The South American country does not accept flights of the aircraft, which operated with the code CU-361 and in which tourists who had accumulated after the cancellation of at least four departures from Havana had to return, but the damage also reaches the Cubans who planned to leave on one of those journeys.

“They have refunded my money but the dollars are only part of it, I had everything planned to fly in the first week of July and now I don’t know how I’m going to be able to leave on those dates,” laments Magela, for which he is now a headache to be able to find a flight.

Panama, the Dominican Republic and Argentina are the variables that Magela manages, but the quotas are limited due to the high demand created by the unprecedented exodus that the Island is experiencing. more than 140,000 Cubans who in the last eight months have arrived in the United States, almost all by land after taking a flight to Nicaragua, the airlines are overwhelmed by requests for tickets.

“We can’t do anything else. We recommend that you investigate other companies,” responded bluntly but without many details a female voice that – after dozens of attempts to communicate – alerted customers who called to ask questions on Monday by phone.

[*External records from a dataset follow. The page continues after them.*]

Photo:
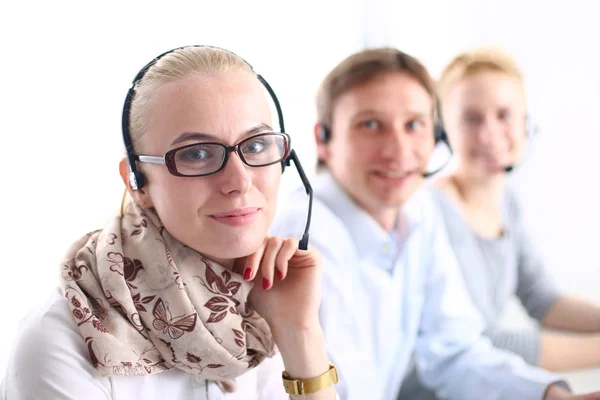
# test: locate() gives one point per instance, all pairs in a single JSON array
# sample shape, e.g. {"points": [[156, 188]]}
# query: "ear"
{"points": [[140, 196], [322, 148]]}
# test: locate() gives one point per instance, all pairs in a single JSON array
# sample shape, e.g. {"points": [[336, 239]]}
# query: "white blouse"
{"points": [[50, 361]]}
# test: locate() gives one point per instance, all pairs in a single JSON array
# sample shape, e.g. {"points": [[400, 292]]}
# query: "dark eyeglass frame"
{"points": [[169, 158], [136, 177]]}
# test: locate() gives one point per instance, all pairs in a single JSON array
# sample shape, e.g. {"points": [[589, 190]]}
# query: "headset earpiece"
{"points": [[136, 180], [323, 133], [440, 135]]}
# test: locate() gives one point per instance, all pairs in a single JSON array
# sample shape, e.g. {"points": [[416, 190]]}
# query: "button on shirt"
{"points": [[387, 297]]}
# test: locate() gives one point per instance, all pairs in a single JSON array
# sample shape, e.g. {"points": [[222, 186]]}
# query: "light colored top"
{"points": [[384, 300], [50, 361], [497, 269]]}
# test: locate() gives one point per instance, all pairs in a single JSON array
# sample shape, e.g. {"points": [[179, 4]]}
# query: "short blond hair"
{"points": [[473, 62], [362, 67], [203, 60]]}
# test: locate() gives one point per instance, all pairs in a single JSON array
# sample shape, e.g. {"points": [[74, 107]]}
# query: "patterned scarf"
{"points": [[144, 303]]}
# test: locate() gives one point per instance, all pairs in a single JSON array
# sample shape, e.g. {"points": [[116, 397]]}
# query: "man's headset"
{"points": [[440, 137], [136, 177]]}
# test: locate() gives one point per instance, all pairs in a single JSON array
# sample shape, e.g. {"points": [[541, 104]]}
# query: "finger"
{"points": [[252, 263], [267, 266], [288, 249], [307, 258]]}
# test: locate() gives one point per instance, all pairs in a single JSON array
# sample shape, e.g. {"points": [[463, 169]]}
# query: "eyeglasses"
{"points": [[201, 159]]}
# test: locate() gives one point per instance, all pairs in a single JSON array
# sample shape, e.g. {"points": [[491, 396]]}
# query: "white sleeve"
{"points": [[50, 361]]}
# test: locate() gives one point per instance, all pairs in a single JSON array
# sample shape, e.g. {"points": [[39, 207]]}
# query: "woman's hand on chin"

“It seems little when compared to the Argentine tourists who have stayed here and cannot leave, so hardly anyone talks about the Cubans. But this is my life that I have had on pause for at least two years since the start of the pandemic. My mother has spent thousands of dollars and I’m still here,” complains Magela.

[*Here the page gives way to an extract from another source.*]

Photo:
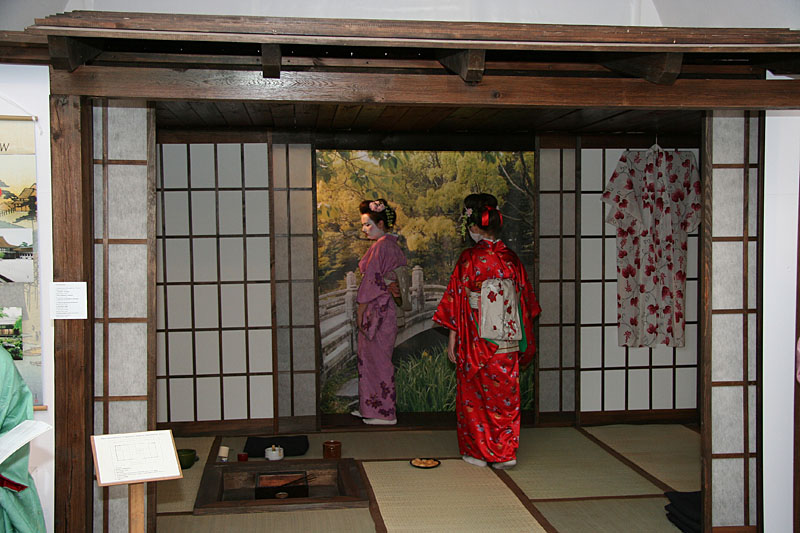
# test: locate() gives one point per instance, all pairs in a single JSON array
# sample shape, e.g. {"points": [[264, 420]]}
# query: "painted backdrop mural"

Others have chosen to redirect the route to their destination. “They told me I can transit through the Dominican Republic, so that’s what I’m going to do,” says Néstor, another Cuban who flies to Chile with a visa that will allow him to marry his girlfriend who lives in that city.

“This was such a good option that we already knew it wasn’t going to last long.” While other transit countries, such as Panama and Colombia, tighten their regulations for the arrival of Cubans, the state airline, with planes from Estelar, offered a journey without major complications for residents of the island. But what seemed safe and easy became has complicated.

An added problem, which is added to the blockade of Estelar’s ships in Argentina, is the impossibility that Cubans have to acquire tickets on the sales pages, due to the lack of Visa or Mastercard.

“In addition to new reports from the FBI, justice is also seeking to reconstruct their itineraries prior to arrival in our country, to determine the true reason for their trip”

The controversy began two weeks ago when another plane, coming from the Mexican city of Querétaro, after a stopover in Venezuela and bound for the Ezeiza international airport, took off to go to Uruguay to refuel and had to return because Montevideo denied it the landing.

Uruguay’s decision led the Argentine authorities to review the cargo: the aircraft was bringing auto parts from Mexico, but what was alarming was the crew, which was unusually large for a cargo plane: 14 Venezuelans and five Iranians.

Owned by the Iranian company Mahan Air until last January, the plane belongs to Emtrasur, a subsidiary of the Venezuelan Consortium of Aeronautical Industries and Air Services (Conviasa), firms sanctioned by the United States Department of the Treasury.

Now, the Argentine Justice is investigating possible links between the crew and international terrorism, since one of its members, Gholamreza Gashemi, has the same name as a member of the Quds Force, accused of being behind the attack on an Israeli center in Buenos Aires. Aires, in 1994, with a balance of 85 dead and 300 wounded.

This Monday the Argentine newspaper Clarion published that the Iranian pilot under investigation had carried out in the last year and a half “at least 13 trips from Iran to Venezuelamany of them before the alleged commercial agreement of Mahan Air with the air firm of the Government of Nicolás Maduro”.

For those trips, the note continues, “he manned cargo planes under the flag of Conviasa, the Venezuelan state company that would have incorporated the Mahan Air Boeing 747 into its fleet, which remains seized by order of Judge Federico Villena. In addition to new FBI reports , justice also seeks to reconstruct their itineraries prior to arrival in our country, to determine the true reason for their trip.